Abro el sobrecito del mensaje. ¡Es de R. J.! Qué extraño, a esta hora. «Hola. Caro… ¿Vas al colegio o inventas una de las tuyas?» Voy, voy, ojalá tuviese un poco de imaginación. «¿Te apetece acompañarme a un sitio esta tarde? Manda OK si tienes ganas y puedes y pasaré a recogerte a las tres.»
No hay nada que hacer. Rusty siempre es así. Jamás te dice adonde va, lo descubres después. O aceptas la caja cerrada o nada.
«OK», y envío el mensaje. Desayuno de prisa, me lavo los dientes, me preparo y salgo. Ale incluso se despide de mí. Increíble. El día está empezando a cambiar, vuelvo a estar de buen humor. De todas formas, pensándolo bien, las sorpresas de Rusty James me gustan por el misterio que entrañan. Lo que no sabía era que esta vez me iba a sentir ya mayor. Una de esas sorpresas que sabes que existen, que se producirán tarde o temprano, y que, en cualquier caso, nunca estarás preparada para ellas.
En el colegio he tenido que copiar la ecuación de Clod. Pero todo ha salido a pedir de boca. Las horas sucesivas han pasado volando y ahora estoy detrás de él.

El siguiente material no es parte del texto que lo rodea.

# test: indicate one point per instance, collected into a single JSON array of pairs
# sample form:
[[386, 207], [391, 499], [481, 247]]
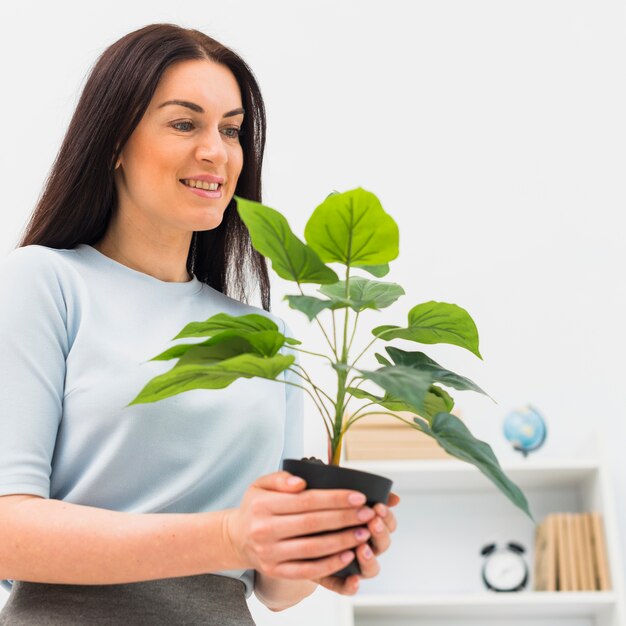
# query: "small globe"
[[526, 429]]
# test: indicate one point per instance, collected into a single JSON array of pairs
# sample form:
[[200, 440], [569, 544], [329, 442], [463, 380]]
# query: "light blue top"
[[76, 332]]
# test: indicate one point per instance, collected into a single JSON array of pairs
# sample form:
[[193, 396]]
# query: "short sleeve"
[[294, 418], [33, 350]]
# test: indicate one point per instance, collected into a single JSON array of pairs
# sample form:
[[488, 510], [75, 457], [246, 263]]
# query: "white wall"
[[493, 131]]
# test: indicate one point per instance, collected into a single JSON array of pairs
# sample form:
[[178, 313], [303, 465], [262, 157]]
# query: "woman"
[[172, 512]]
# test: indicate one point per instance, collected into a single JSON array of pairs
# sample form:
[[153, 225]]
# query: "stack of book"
[[570, 553], [381, 436]]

– ¿Se puede saber adónde vamos? -le grito con el casco puesto.
– Cerca.
Serpentea entre el tráfico.
Rusty James ha pasado a recogerme por casa, haciendo una llamada perdida al móvil para evitar que mi madre lo oyese. Ahora estamos zigzagueando por las calles de Roma y no logro entender adónde vamos. Veo que Rusty está sentado encima de un sobre amarillo.
– ¿No se te caerá si lo llevas así?
– No. Si eso sucede, tú te darás cuenta. Si no, ¿de qué me sirves? Además, hay un motivo…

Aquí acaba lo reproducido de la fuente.